DigitalOcean and AMD Prove Non-NVIDIA Inference Works at Scale: Character.ai's Billion-Query Breakthrough

Character.ai doubled inference throughput and halved cost per token by migrating to DigitalOcean's AMD-powered platform. The billion-query-per-day deployment validates AMD as a viable alternative for production AI inference—and signals a potential shift in GPU market dynamics.

Blake Crosley

Jan 26, 2026 8 min read Disclaimer

DigitalOcean and AMD Prove Non-NVIDIA Inference Works at Scale: Character.ai's Billion-Query Breakthrough

One billion queries per day. That's the workload Character.ai migrated to DigitalOcean's AMD-powered inference platform—and doubled throughput while cutting cost per token by 50%. The announcement, made January 13, 2026, validates what many in the industry have questioned: can AMD GPUs deliver production-grade AI inference at hyperscale?

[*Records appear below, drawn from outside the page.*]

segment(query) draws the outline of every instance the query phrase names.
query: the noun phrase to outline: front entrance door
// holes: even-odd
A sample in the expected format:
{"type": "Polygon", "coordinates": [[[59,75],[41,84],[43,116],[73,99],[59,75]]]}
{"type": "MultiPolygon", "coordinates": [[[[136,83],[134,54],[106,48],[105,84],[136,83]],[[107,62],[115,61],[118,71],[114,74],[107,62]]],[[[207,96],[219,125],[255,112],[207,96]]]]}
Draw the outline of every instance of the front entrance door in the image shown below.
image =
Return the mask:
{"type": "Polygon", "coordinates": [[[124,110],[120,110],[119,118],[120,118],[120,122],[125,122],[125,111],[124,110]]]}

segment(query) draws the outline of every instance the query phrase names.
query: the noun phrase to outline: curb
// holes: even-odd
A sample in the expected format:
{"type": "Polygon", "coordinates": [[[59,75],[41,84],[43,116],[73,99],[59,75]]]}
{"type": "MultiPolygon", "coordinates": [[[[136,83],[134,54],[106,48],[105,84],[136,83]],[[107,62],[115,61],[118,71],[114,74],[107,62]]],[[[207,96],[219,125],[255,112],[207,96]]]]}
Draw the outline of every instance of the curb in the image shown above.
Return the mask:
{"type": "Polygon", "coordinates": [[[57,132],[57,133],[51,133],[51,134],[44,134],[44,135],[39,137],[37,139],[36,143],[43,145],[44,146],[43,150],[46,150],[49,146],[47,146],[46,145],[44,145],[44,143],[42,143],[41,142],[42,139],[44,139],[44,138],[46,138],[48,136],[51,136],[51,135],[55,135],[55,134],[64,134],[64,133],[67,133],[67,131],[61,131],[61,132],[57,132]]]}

For enterprise AI buyers evaluating GPU strategy, the answer matters more than benchmark numbers suggest. NVIDIA's dominance in AI infrastructure has created supply constraints, pricing power, and single-vendor risk that many organizations find uncomfortable. Character.ai's successful migration demonstrates that alternatives exist—if you're willing to invest in optimization.

The deployment represents one of the most demanding inference workloads in production today, serving approximately 20,000 queries per second—about 20% of Google Search's request volume. The fact that this workload runs successfully on AMD hardware changes the competitive landscape for GPU cloud providers.

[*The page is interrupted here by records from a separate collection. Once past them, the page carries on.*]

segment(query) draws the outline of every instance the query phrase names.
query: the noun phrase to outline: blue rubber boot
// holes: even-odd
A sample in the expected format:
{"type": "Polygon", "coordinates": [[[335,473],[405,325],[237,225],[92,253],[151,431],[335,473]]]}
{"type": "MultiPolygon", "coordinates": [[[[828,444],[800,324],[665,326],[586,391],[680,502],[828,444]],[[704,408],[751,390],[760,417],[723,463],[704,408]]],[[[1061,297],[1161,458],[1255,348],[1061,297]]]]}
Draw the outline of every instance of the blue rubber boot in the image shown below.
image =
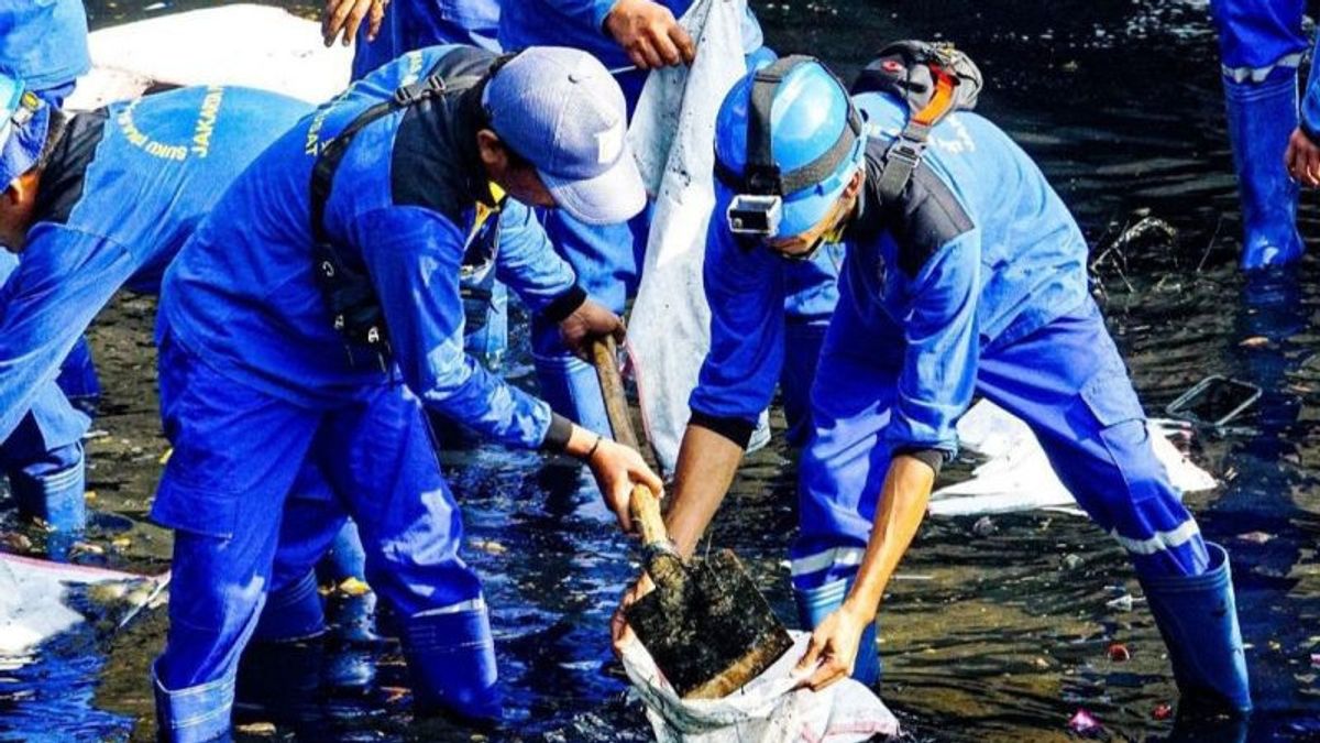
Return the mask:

The Technical Achievement: What Actually Changed

Character.ai's migration wasn't a simple hardware swap. The 2x throughput improvement required coordinated optimization across hardware configuration, model parallelization, kernel implementation, and infrastructure orchestration.

The Model: Qwen3-235B on FP8

The benchmark configuration used Qwen3-235B Instruct FP8—a 235-billion parameter Mixture-of-Experts model with 128 experts and a 240GB weight footprint. Testing conditions specified 5600 input tokens and 140 output tokens per request, with p90 latency targets maintained throughout.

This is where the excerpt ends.